Pluot – big-screen video conferencing for startups - kwindla
https://pluot.co
======
kwindla
Hi. Co-founder of Pluot, here.

We built Pluot because we know first-hand how much big-screen video
conferencing improves the experience of working with remote colleagues. Daily
standups, project meetings, and lots of other stuff gets way better when you
can sit around a table, and everyone can see both camera feeds and screen
shares at the same time.

But all the video conferencing systems on the market are too expensive for
startups, or are somewhat involved set up and maintain, or didn’t have the
features we wanted. So we scratched our own itch and built a little appliance,
using WebRTC and atom-shell (which is now electron). Once we’d built it and
showed it to some friends, we decided enough other people might want it that
we kept working on it.

You can play with the software stack from any Chrome web browser. Go here to
bounce through to a unique meeting URL, then copy that URL and send it to
anyone you want to have a video call with:
[https://pluot.co/new](https://pluot.co/new)
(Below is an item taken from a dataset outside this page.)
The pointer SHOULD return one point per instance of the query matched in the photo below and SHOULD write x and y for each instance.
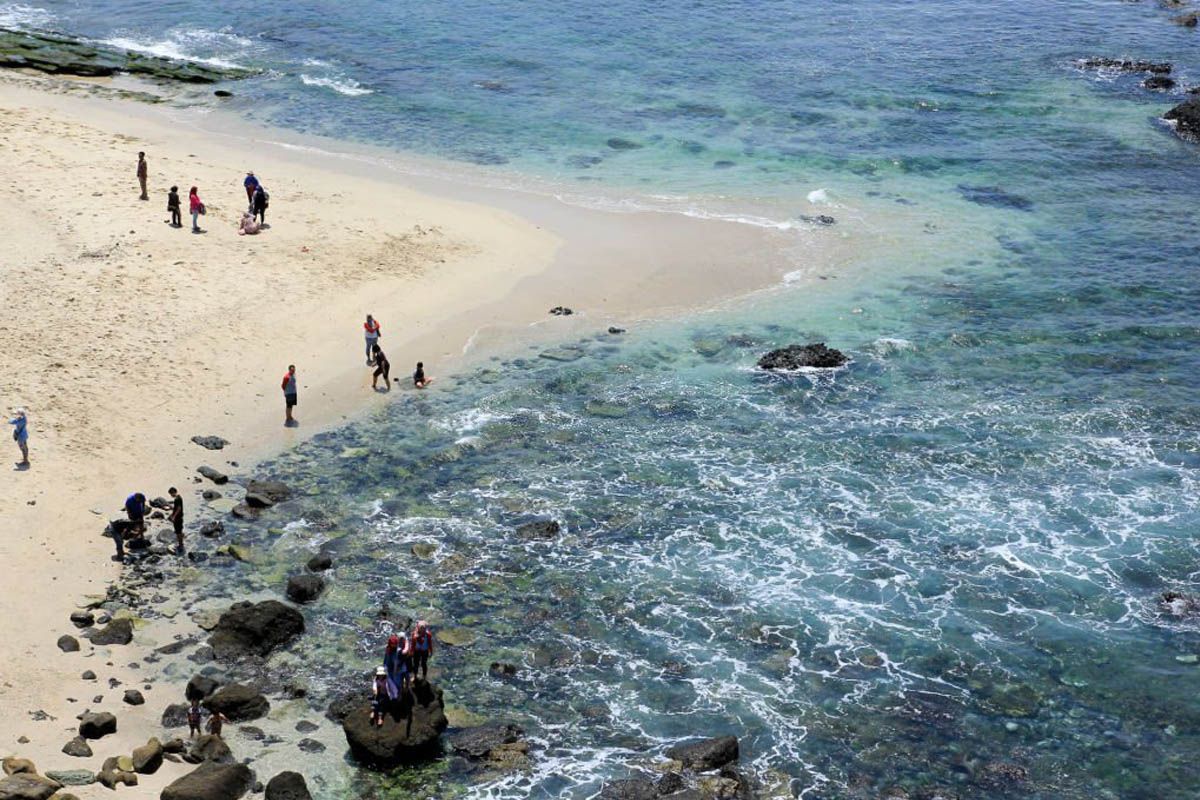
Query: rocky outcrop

So far, that’s more or less like Google Hangouts. But that same video call
stack runs, with a different UI, on our little Pluot device. So if you’ve got
a Pluot hooked up to the TV (or two TVs) in your conference room, you can join
the meeting that way.

The Pluot device is an Intel NUC running Ubuntu Core. We boot from the stock
Ubuntu kernel, then load a bundle of Javascript that looks for the network
(and walks you through configuring a wifi connection with a QR code, if
there’s no ethernet cable plugged in and no previous wifi configuration). Then
we pull down another bundle of Javascript that defines the basic behavior of
the system. Finally, when you start a video call you’re hitting the same web
stuff as in the [https://pluot.co/new](https://pluot.co/new) link, above. But
we know you’re running on our hardware, so we customize the UI for the TV
screen.

All the WebRTC media streams are peer-to-peer. That means generally you’re
going to get the best latency and encoding quality possible for whatever
internet connection you’re on. The downside is that we have to do a lot of
encoding/decoding -- we support four locations joining a call and two
simultaneous screen-shares from participants. That’s why we’re using an Intel
Core i3 instead of a cheaper ARM option.

Finally, it’s a lot of fun to design a unified UI that runs on big screens,
laptops/desktops, and phones, and that multiple people are going to be using
simultaneously for real-time interaction. You can participate in a Pluot call
on a big screen or a laptop/desktop. We don’t ship with a plastic remote
control, instead you use a web browser on a laptop or phone to control the big
screen experience. So, lots of different pixel contexts. At the moment, we’re
still working on layering in the final UI for the browser client. It’s
basically still wireframes!

Thanks for reading this far, if you got this far. We’d love to hear the HN
community’s feedback on what we’re doing. We love talking about this stuff.